In a general sense, credibility is not measurable, although Stanford University tried. In a study released in August last year, 2684 people were asked to evaluate the credibility of live websites. Their comments were analysed to pinpoint those features which gave a website its credibility. The results were surprising.

Consumers paid far more attention to the superficial aspects of a site - its design look - than its content. Nearly half of all consumers (or 46.1%) in the study assessed the credibility of sites based in part on the appeal of its overall visual design, including layout, typography, font size and colour schemes. Information structure and information focus came in second.

The study says: "Our result about the prominence of design look was not what we had hoped to find; we had hoped to see that people used more rigorous evaluation strategies." The connection between design look and perceived credibility suggests that creating websites with quality information alone is not enough to win credibility in users' minds.

"In most cases, website designers need also focus on the impression that the visual design will make, creating a site that achieves what many of our participants described as "a polished, professional look". "But the connection between visual design and credibility may not be so simple. Slick-looking websites frequently received negative comments. Participants seemed to make judgments about the people behind the site on the basis of the design look."
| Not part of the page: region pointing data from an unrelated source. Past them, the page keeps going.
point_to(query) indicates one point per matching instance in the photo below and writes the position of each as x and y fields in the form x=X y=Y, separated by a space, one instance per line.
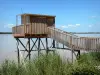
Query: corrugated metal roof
x=37 y=15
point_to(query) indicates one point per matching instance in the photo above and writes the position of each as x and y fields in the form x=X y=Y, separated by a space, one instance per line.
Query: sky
x=71 y=15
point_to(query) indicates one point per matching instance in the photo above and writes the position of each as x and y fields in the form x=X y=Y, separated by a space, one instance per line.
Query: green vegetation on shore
x=53 y=65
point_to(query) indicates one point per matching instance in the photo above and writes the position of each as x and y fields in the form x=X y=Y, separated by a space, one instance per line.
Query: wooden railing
x=75 y=42
x=32 y=28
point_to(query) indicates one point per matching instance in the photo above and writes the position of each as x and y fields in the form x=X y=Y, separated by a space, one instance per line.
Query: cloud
x=90 y=26
x=77 y=24
x=70 y=26
x=93 y=16
x=9 y=26
x=64 y=26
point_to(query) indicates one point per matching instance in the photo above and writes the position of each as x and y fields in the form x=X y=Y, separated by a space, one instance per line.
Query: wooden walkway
x=75 y=42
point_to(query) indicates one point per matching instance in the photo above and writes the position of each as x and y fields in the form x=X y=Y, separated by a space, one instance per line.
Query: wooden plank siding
x=31 y=29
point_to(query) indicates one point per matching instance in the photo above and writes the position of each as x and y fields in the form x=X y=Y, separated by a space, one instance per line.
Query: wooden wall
x=32 y=28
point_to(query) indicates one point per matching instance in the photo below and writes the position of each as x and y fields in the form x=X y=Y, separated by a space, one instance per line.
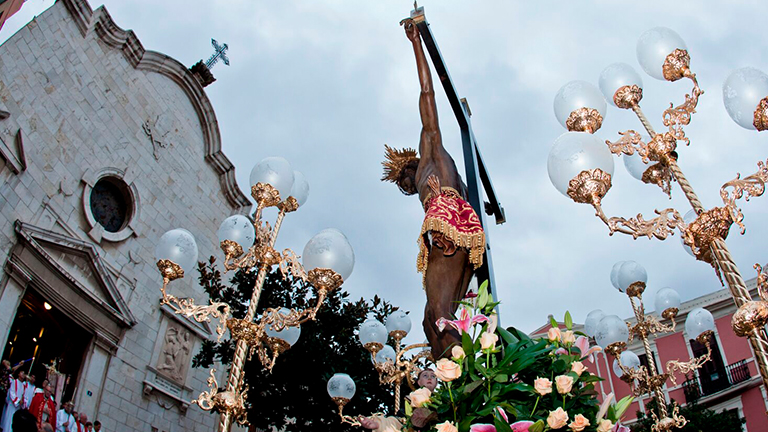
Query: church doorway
x=41 y=334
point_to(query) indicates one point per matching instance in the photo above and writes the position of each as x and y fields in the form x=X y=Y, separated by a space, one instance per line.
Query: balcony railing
x=697 y=386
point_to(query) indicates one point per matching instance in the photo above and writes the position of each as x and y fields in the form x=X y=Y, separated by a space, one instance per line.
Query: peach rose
x=568 y=337
x=579 y=423
x=543 y=386
x=605 y=426
x=564 y=383
x=446 y=427
x=488 y=340
x=420 y=397
x=578 y=367
x=557 y=418
x=457 y=352
x=447 y=370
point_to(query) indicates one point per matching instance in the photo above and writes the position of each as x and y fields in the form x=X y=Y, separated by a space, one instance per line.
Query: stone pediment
x=79 y=264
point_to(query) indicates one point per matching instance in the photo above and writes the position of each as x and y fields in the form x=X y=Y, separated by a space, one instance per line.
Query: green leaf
x=501 y=425
x=501 y=378
x=469 y=388
x=506 y=336
x=552 y=321
x=622 y=406
x=482 y=297
x=537 y=427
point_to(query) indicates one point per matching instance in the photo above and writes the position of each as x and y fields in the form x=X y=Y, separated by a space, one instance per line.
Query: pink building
x=729 y=382
x=8 y=8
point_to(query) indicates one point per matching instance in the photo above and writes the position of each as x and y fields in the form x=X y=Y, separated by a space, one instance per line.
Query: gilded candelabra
x=249 y=245
x=580 y=166
x=389 y=360
x=614 y=334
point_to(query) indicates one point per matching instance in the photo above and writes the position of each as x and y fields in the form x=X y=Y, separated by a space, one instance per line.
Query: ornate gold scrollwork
x=584 y=120
x=761 y=115
x=226 y=402
x=675 y=67
x=657 y=149
x=708 y=226
x=748 y=187
x=660 y=227
x=170 y=270
x=660 y=175
x=589 y=186
x=393 y=372
x=187 y=306
x=762 y=282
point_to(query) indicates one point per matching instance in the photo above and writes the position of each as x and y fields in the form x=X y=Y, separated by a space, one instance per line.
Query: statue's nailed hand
x=411 y=31
x=422 y=416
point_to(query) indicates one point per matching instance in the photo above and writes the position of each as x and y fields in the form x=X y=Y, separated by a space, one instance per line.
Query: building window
x=111 y=203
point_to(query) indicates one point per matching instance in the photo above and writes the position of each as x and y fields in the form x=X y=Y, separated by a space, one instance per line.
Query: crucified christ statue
x=452 y=241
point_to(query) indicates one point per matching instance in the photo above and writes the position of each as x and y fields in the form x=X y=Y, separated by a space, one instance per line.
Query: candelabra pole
x=723 y=260
x=241 y=349
x=652 y=373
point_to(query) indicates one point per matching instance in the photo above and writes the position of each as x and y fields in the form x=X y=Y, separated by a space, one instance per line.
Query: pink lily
x=464 y=323
x=582 y=343
x=619 y=428
x=607 y=399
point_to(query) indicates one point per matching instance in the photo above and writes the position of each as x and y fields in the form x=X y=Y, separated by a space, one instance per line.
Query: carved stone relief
x=173 y=361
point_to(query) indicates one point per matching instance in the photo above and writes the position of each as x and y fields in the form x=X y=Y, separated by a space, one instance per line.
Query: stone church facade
x=104 y=146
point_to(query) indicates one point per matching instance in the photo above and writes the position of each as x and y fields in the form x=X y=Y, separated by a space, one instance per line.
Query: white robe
x=13 y=403
x=61 y=418
x=28 y=395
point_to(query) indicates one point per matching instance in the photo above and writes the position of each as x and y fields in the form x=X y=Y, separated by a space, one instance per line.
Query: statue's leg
x=446 y=280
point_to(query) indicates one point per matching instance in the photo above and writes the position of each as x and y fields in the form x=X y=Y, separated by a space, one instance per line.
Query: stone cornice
x=101 y=23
One purpose of this study was to help Consumer WebWatch fulfil its mission of ensuring that the internet is a place where consumers can safely and efficiently find information and make transactions. Consumer WebWatch has outlined five guidelines involving transparency and fairness:

  • Identity: Making clear who owns the site and how people can contact them.
  • Advertising and sponsorships: Distinguishing between ads and content and disclosing relevant business relationships.
  • Customer service: Disclosing costs and policies relevant to consumers.
  • Corrections: Correcting past information that was false or misleading.
  • Privacy: Disclosing how personal information will be used.

“We would have 1500 to 2000 customers, and probably about 200 deliveries a day, apart from Valentine's Day, when the volume is 20-fold.”

Barbara Pollak
Pearson's Florist

Whether or not Pearsons conforms with these guidelines, its website leads to sales: customers trust the website with their payment details. These details are entered in a secure area of the website.
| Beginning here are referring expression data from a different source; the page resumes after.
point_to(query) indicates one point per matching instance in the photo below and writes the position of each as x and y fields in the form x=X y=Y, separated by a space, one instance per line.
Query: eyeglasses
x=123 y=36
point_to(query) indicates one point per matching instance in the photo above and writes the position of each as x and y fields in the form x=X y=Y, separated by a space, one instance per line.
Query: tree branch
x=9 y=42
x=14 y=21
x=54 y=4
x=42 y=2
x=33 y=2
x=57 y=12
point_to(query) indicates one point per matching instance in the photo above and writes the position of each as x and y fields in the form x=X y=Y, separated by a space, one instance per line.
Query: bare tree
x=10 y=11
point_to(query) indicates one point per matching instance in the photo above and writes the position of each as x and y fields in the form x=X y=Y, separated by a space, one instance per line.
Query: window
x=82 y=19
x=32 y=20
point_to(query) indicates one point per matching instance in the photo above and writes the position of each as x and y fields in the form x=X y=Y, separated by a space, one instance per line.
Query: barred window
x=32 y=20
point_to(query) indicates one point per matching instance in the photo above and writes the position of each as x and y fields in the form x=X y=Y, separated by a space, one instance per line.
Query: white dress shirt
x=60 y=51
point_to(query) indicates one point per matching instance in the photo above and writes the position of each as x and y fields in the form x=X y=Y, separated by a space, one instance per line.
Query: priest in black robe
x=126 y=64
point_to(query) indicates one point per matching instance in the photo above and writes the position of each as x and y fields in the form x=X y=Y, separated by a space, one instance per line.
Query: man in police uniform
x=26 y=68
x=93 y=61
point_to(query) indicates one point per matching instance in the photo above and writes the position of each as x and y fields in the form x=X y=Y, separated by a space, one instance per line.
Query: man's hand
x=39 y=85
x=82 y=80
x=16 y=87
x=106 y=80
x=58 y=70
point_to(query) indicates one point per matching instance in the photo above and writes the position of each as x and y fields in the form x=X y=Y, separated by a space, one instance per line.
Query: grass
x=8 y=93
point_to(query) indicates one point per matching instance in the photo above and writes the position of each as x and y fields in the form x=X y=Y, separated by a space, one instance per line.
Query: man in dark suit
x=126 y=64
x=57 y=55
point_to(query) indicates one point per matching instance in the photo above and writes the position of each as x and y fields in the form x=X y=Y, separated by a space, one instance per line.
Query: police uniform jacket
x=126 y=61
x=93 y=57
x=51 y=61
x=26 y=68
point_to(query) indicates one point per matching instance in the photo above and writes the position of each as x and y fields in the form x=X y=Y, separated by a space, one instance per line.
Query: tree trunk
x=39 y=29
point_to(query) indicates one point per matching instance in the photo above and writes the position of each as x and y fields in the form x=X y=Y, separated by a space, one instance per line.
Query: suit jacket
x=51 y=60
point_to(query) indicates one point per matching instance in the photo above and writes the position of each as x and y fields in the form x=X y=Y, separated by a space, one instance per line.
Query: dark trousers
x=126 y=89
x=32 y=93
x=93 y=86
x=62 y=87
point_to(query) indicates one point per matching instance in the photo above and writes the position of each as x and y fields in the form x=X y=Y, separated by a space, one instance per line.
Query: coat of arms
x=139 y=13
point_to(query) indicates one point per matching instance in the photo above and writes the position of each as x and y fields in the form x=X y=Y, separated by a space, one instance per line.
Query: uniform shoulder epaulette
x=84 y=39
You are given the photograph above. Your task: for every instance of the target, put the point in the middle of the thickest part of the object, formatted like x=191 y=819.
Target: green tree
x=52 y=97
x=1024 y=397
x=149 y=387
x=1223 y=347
Usually, this secure area is controlled by a separate billing company, a gateway into a bank which will authenticate credit cards. After the transaction, both billing company and bank subtract their fee.
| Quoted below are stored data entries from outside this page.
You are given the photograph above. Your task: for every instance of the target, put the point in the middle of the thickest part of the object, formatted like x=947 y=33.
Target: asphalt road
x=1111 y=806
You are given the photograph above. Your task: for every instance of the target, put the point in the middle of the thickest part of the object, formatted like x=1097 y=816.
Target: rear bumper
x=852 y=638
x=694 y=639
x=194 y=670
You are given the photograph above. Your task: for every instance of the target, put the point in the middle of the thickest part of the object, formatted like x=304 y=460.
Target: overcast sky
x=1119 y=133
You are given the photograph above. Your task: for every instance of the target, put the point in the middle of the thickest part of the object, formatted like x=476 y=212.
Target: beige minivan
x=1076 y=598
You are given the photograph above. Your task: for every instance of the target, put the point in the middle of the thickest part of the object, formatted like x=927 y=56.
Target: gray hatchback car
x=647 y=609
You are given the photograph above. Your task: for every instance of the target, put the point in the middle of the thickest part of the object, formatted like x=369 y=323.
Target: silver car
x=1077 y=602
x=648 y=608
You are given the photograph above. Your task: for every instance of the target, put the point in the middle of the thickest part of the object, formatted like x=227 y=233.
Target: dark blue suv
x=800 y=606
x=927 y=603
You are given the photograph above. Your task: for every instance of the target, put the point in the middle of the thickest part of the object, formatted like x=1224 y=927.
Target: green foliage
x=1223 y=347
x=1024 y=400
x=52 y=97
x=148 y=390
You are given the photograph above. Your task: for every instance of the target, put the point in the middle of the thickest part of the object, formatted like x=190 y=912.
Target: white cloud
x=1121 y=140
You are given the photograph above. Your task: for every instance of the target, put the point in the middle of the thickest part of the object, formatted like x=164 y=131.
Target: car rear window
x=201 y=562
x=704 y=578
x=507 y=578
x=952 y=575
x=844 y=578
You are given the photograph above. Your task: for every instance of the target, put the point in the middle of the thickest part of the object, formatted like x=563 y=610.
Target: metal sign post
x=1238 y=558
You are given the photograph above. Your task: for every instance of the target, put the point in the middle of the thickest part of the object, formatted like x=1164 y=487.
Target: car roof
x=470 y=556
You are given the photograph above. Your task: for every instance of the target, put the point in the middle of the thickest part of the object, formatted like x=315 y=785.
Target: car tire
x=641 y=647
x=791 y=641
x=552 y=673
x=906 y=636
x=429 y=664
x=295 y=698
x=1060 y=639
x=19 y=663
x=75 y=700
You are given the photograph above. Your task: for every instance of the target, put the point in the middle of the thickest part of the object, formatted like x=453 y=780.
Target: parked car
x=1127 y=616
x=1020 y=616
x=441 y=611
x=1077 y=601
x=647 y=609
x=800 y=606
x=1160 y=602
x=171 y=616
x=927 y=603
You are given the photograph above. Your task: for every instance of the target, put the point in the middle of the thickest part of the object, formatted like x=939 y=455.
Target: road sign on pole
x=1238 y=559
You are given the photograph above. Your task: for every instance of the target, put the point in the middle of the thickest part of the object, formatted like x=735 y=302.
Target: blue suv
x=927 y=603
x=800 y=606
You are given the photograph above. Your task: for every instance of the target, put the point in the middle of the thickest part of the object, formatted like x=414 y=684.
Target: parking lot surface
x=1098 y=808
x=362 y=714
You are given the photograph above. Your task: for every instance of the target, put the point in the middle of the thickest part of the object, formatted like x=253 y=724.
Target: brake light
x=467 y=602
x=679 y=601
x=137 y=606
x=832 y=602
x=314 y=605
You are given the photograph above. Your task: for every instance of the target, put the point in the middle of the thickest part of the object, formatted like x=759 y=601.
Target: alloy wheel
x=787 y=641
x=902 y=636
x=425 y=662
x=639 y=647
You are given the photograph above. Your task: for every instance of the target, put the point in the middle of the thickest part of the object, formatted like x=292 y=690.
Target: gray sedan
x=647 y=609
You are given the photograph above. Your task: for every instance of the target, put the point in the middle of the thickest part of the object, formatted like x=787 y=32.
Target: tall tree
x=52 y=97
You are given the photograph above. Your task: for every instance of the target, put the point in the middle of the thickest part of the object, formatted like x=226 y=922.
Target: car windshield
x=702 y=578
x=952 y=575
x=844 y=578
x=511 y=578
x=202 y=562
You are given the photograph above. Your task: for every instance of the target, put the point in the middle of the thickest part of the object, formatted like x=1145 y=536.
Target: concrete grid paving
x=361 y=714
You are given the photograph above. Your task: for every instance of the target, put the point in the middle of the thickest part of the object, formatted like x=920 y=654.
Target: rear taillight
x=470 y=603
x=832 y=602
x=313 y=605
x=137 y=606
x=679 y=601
However, Pearsons has removed the billing company, and handles the transaction manually. They log into their secure area, print out payment details and transfer them into their system.

Pearsons director Barbara Pollak says: "We already have a payment process set up with a bank, so we do not use the website to process the transaction. I like to control the payment in the same way as I control a phone order. I punch the credit card details into our Eftpos machine."

Pollak says for further security, she deletes the order from the website after she has printed it out. "My customer orders are not stored through a third-party provider. I want my customers to feel secure. Besides, I do not want people to hack into the website and steal my client base."

Pearsons is a Sydney-based family business, with 50 staff and 11 stores. It has had a website for about four years. For the past three years, customers have been able to order online.

"We would have 1500 to 2000 customers, and probably about 200 deliveries a day, apart from Valentine's Day, when the volume is 20-fold." She says they get more "joke" orders on the internet than through the telephone. "But you can normally tell.

"If you do not sight the credit card and check the signature - and this is not possible with phone or internet orders - then we have to wear the cost if the order is fraudulently made."

Pearsons has been taking phone orders for flowers for more than 20 years, so they can sense if all is not as it should be. For instance, alarm bells ring if someone orders three dozen roses, a big bear or champagne, yet sounds like a 16-year-old on the phone.